Edited by Anne Basting, Maureen Towey, and Ellie Rose
University of Iowa Press
Of the 15,000 nursing homes in the United States, how many are places you’d want to visit, much less live in? Now that people are living longer and more of the population are elderly, this question is more important than ever, particularly for people with disabilities. We must transform long-term care into an experience we and our loved ones can face without dread. It can be done. The Penelope Project takes readers on an ambitious journey to create a long-term care community that engages its residents in challenging, meaningful art-making.

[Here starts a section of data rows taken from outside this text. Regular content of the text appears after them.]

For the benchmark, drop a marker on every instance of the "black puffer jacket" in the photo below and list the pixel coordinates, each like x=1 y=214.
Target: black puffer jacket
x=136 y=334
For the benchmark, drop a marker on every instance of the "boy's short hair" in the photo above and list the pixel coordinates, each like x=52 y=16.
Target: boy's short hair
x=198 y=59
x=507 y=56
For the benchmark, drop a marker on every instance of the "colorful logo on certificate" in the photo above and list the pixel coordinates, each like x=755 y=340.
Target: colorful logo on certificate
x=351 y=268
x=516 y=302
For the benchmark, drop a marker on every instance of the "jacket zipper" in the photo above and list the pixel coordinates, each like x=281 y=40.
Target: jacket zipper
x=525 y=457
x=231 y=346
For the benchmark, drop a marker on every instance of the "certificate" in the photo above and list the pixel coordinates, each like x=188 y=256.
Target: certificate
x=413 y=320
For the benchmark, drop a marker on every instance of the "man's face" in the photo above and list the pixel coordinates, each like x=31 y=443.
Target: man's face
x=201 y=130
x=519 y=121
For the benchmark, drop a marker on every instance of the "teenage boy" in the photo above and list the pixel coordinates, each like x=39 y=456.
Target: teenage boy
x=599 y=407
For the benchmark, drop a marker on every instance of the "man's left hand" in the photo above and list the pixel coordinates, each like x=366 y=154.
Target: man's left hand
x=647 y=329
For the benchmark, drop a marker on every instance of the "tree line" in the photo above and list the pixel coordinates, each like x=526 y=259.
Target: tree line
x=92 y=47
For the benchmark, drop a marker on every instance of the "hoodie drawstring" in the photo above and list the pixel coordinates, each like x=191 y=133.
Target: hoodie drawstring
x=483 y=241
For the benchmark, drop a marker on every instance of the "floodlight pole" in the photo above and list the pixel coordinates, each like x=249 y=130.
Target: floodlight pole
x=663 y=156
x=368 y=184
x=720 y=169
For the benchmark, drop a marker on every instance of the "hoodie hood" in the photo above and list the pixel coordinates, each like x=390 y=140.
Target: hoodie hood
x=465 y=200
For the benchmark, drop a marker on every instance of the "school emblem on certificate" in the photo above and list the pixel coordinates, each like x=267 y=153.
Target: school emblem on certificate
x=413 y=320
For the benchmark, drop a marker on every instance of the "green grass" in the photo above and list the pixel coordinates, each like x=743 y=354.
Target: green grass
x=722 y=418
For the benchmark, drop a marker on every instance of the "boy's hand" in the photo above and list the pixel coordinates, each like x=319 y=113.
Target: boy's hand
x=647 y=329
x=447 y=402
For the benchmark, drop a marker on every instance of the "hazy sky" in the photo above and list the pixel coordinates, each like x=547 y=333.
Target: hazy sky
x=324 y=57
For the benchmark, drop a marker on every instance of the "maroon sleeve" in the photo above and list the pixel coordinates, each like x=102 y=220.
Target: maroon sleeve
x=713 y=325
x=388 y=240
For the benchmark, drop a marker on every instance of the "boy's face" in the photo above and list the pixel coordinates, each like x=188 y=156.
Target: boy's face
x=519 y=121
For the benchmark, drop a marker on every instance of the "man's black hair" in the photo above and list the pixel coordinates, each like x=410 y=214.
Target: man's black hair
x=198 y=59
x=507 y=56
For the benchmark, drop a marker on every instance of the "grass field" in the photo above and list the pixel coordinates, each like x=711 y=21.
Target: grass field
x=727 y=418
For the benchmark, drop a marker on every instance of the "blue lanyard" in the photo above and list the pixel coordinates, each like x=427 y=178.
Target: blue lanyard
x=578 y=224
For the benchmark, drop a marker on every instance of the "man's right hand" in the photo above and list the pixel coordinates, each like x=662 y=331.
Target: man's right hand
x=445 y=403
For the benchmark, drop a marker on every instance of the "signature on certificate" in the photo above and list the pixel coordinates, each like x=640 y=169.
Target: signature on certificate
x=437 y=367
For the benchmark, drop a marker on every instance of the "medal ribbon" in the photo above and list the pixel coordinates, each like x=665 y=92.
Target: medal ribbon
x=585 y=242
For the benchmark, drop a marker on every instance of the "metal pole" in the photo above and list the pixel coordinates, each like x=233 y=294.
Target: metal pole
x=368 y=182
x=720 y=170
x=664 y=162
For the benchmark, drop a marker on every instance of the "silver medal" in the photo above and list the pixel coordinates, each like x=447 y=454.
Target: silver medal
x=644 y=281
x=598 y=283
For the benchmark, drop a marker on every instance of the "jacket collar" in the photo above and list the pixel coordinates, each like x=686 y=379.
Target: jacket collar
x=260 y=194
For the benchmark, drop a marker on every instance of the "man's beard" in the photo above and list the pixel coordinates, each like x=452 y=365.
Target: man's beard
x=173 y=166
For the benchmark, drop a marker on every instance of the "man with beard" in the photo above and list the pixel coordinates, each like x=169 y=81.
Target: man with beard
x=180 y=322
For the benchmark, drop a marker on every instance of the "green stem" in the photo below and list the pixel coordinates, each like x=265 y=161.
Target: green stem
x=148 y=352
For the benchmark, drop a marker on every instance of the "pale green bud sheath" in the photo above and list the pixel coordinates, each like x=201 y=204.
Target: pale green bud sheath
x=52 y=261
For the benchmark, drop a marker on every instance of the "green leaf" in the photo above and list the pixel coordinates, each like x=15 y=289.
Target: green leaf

At Milwaukee’s Luther Manor, a team of artists from the University of Wisconsin’s theatre department and Sojourn Theatre Company, university students, staff, residents, and volunteers traded their bingo cards for copies of The Odyssey. They embarked on a two-year project to examine this ancient story from the perspective of the hero who never left home: Penelope, wife of Odysseus. Together, the team staged a play that engaged everyone and transcended the limits not just of old age and disability but also youth, institutional regulations, and disciplinary boundaries.
The Penelope Project takes readers on an ambitious journey to create a long-term care community that engages its residents in challenging, meaningful art-making.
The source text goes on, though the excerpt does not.